In the event that the Indians clinch a World Series title, it’ll be the first time Cleveland has seen two championships in the same calendar year since 1948, when the Indians’ last Series title came on the back of the Cleveland Browns’ All-American Football Conference championship against the Buffalo Bills. The same was true for the Dodgers in 1988, when their World Series win against the Athletics coincided with the Los Angeles Lakers’ 11th championship, while Chicago has yet to see a multi-title year among their NBA, NHL, NFL, and MLB franchises.
Regardless of the Series’ outcome, Cleveland fans will get the chance to revel in one long-awaited championship win on Tuesday before watching the beginning of a nail-biting conclusion to another long-awaited playoff run. The Cavaliers are scheduled for 7 PM EDT on October 25, while the Indians will take the field at 8 PM EDT.
If any team can turn a six-day rest period into an advantage, it’s the Indians. The club polished off their pennant race with another injured starter and an overtaxed bullpen, as Trevor Bauer exited in Game 3 of the ALCS with a laceration on his right pinky finger, leaving the bullpen to shoulder 16 innings through the last three games of the series. On Friday, MLB.com’s Jordan Bastian reported that injured starter Danny Salazar could rejoin the rotation in the World Series, though he’ll need at least one more simulated game before Terry Francona determines whether or not he’s fit to return for the team’s last postseason push.

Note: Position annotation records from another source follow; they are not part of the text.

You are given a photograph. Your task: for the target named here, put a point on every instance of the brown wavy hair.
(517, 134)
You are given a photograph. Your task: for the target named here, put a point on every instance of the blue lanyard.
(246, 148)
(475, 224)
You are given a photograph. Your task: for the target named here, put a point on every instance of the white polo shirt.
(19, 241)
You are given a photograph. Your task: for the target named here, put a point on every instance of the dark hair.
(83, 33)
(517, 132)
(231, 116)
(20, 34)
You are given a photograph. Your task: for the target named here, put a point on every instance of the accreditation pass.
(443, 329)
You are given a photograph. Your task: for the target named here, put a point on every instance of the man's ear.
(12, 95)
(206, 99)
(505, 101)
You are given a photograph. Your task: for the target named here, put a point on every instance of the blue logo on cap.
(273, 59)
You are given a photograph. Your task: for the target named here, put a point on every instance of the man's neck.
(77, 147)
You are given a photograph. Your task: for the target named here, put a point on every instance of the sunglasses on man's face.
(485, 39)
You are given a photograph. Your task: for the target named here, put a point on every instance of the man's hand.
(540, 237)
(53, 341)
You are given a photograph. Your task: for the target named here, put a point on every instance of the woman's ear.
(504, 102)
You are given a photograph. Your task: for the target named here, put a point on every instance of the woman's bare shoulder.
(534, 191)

Bauer, who has been under the close watch of hand specialist Dr. Thomas Graham, told the press that he feels confident that he’ll be ready for a World Series start when the final showdown commences on Tuesday. Keeping the wound bandaged is not an option during games, and Bauer said that Dr. Graham decided against additional stitches to keep the laceration from re-opening. Instead, they’re banking on extra days of rest to heal the cut naturally. Should Francona pencil the right-hander into the lineup for Game 3 or 4, he’ll have had 10-11 days to rest his finger between starts — just a hair under the seven games Bauer said he was prepared to pitch.
Salazar, too, has been preparing for a World Series showdown. He’s scheduled to pitch three innings of a simulated game this weekend, and if it goes well, it could land him a spot in the starting rotation alongside Bauer, Corey Kluber, Josh Tomlin, and newcomer Ryan Merritt. Salazar has been sidelined since September 9 with a right forearm strain, and even after undergoing a rigorous throwing program over the last several weeks, any kind of comeback is expected to be curbed by a strict innings limit. Francona has been understandably tight-lipped about his World Series roster, but he hasn’t yet nixed the idea of utilizing Salazar out of the rotation, provided the right-hander remains healthy for another week or so.
The Indians have had to remain flexible throughout their seven-game playoff run after weathering injuries to Corey Kluber and Trevor Bauer, pushing their rotation through several games on short rest and relying heavily on Andrew Miller and Cody Allen‘s one-two punch in the ‘pen to clinch more than a few postseason victories. While history doesn’t always favor the first team to secure their league’s pennant race, an extra week of rest should only benefit Cleveland’s beleaguered pitching staff.